Identification of routing determinants in the cytosolic domain of a secretory granule-associated integral membrane protein.

We have investigated the trafficking of integral membrane peptidylglycine alpha-amidating monooxygenase (PAM) in the neuroendocrine AtT-20 cell line. This bifunctional enzyme has two domains which together catalyze the COOH-terminal alpha-amidation of peptidylglycine substrates yielding amidated products stored in secretory granules. As soluble proteins, both catalytic domains were independently targeted to secretory granules. In contrast, membrane PAM was largely localized to the trans-Golgi network (TGN). Upon truncation of its cytoplasmic COOH-terminal domain, membrane PAM was less efficiently cleaved by secretory granule enzymes and accumulated on the plasma membrane. When transferred to the lumenal domain of the interleukin 2 receptor alpha-chain (Tac protein), the cytoplasmic domain of PAM caused rerouting of Tac from the surface to the TGN and supported internalization of Tac antibody from the plasma membrane.

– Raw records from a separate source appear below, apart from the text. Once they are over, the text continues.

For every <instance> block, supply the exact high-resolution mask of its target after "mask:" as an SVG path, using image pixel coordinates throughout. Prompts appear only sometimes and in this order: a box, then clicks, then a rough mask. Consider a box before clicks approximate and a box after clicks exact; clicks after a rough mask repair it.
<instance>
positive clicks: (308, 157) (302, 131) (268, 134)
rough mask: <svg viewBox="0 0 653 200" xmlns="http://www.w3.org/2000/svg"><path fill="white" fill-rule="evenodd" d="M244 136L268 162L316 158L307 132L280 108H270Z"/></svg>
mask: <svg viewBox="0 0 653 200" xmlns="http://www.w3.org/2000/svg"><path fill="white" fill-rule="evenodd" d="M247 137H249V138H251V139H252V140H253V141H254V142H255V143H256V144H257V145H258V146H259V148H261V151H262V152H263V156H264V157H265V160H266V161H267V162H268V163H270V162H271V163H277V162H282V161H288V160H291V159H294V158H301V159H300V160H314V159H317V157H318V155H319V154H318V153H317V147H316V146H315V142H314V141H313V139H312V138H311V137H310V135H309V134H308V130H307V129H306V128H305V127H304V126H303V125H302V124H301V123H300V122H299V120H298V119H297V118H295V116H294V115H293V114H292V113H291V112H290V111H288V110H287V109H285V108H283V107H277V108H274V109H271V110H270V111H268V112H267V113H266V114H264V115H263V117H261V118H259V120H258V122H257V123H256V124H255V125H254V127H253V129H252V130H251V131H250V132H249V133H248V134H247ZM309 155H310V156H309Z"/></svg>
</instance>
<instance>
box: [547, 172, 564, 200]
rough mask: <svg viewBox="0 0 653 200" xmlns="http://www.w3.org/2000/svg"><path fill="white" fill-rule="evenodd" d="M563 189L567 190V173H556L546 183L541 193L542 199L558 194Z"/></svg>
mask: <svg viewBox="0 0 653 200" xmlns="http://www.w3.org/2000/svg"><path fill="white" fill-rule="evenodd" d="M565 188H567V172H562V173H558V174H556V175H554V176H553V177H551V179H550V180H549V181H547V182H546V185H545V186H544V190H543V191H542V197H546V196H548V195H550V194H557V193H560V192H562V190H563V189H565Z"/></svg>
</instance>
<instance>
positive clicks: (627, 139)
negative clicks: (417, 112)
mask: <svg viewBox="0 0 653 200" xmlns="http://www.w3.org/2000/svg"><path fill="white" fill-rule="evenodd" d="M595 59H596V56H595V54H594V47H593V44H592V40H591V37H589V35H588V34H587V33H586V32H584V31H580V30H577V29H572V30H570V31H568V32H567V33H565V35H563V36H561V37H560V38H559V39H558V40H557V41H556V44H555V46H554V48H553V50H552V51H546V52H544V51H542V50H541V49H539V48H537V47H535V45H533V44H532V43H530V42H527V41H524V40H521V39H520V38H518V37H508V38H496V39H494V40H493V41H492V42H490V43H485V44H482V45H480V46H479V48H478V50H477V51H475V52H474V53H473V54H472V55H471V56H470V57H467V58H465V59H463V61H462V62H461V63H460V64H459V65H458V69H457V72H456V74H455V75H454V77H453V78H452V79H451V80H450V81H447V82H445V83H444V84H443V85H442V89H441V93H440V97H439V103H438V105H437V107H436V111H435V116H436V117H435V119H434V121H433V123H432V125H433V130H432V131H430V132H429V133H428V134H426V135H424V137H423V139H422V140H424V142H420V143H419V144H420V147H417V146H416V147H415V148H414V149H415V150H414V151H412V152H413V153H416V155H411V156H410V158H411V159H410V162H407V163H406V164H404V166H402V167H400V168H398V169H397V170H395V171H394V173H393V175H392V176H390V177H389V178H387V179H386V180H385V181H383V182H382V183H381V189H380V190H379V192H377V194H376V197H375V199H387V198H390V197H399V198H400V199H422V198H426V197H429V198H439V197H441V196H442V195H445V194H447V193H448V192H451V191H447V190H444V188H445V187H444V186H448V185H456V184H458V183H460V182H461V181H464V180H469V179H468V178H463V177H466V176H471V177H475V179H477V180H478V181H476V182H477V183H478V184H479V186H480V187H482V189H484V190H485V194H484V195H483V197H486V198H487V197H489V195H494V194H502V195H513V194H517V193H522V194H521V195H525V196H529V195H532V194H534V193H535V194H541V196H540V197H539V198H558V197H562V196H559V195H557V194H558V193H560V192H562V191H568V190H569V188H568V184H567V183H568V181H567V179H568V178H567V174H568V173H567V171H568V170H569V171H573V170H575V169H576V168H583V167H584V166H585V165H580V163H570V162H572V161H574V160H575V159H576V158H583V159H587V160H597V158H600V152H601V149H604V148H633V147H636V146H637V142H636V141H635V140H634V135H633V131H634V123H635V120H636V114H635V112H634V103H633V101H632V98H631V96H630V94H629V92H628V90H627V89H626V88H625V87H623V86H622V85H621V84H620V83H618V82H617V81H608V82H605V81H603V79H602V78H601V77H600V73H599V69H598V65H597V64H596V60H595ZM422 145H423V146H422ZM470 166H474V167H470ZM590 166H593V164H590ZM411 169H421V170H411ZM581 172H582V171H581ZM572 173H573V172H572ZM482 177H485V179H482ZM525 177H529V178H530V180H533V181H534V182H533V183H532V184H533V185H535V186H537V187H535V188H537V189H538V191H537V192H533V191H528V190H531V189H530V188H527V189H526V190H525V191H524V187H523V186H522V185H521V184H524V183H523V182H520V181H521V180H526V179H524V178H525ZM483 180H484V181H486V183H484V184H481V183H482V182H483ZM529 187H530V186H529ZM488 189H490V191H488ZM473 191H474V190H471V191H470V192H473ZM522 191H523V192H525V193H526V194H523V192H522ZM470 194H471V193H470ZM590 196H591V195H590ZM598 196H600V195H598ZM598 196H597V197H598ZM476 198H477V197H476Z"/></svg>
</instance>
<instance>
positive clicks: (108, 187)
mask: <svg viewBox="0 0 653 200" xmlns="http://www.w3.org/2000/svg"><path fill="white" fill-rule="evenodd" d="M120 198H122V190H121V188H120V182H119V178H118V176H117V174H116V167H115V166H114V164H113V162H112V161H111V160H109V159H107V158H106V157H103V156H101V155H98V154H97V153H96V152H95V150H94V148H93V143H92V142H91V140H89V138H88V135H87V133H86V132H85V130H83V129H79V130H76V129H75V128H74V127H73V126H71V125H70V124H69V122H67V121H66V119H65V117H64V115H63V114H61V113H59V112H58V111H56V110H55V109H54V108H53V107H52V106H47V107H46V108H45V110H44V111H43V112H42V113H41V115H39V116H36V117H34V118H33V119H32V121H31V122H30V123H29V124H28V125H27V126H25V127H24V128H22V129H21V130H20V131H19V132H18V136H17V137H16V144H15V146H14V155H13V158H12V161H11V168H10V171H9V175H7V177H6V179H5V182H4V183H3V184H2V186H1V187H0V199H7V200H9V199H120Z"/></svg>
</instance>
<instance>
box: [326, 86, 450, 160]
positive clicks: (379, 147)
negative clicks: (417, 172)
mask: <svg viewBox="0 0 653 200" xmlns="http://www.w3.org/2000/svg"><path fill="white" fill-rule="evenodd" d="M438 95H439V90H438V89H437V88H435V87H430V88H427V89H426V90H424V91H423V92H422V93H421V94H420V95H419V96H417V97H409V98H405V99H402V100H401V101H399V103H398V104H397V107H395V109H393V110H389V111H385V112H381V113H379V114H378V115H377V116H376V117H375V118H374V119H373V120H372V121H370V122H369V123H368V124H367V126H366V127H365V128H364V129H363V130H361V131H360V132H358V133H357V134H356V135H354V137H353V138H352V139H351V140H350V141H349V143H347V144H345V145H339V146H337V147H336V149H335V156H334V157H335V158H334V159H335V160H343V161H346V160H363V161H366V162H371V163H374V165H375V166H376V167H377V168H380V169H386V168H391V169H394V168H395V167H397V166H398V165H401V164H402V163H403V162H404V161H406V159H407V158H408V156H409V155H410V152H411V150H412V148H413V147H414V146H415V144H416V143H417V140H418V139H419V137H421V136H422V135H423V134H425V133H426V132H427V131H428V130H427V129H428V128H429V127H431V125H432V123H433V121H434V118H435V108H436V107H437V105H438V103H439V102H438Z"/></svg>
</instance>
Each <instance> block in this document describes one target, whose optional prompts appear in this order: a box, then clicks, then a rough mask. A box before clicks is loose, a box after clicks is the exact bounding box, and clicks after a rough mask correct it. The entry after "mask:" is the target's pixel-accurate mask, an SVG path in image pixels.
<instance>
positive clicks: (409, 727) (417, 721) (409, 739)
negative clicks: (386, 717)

To define sequences in the cytoplasmic domain of integral membrane PAM involved in its trafficking, we expressed PAM proteins containing truncations, deletions, or point mutations in the COOH-terminal cytoplasmic domain. PAM proteins were not retained in the TGN when half of the cytoplasmic domain was deleted; such proteins accumulated on the plasma membrane, were not efficiently internalized, and were cleaved to generate a bifunctional PAM protein that was not stored in secretory granules. A tyrosine-based internalization motif was identified, which was not required for efficient cleavage of full-length integral membrane PAM by secretory granule enzymes. Deletion of an 18-amino acid domain surrounding this Tyr residue both diminished cleavage of membrane PAM by secretory granule enzymes and eliminated internalization of PAM from the plasma membrane. The cytoplasmic domain is responsible for retaining membrane PAM in the TGN and for retrieving membrane PAM from the cell surface, while the lumenal catalytic domains of PAM appear to be responsible for targeting the protein to secretory granules.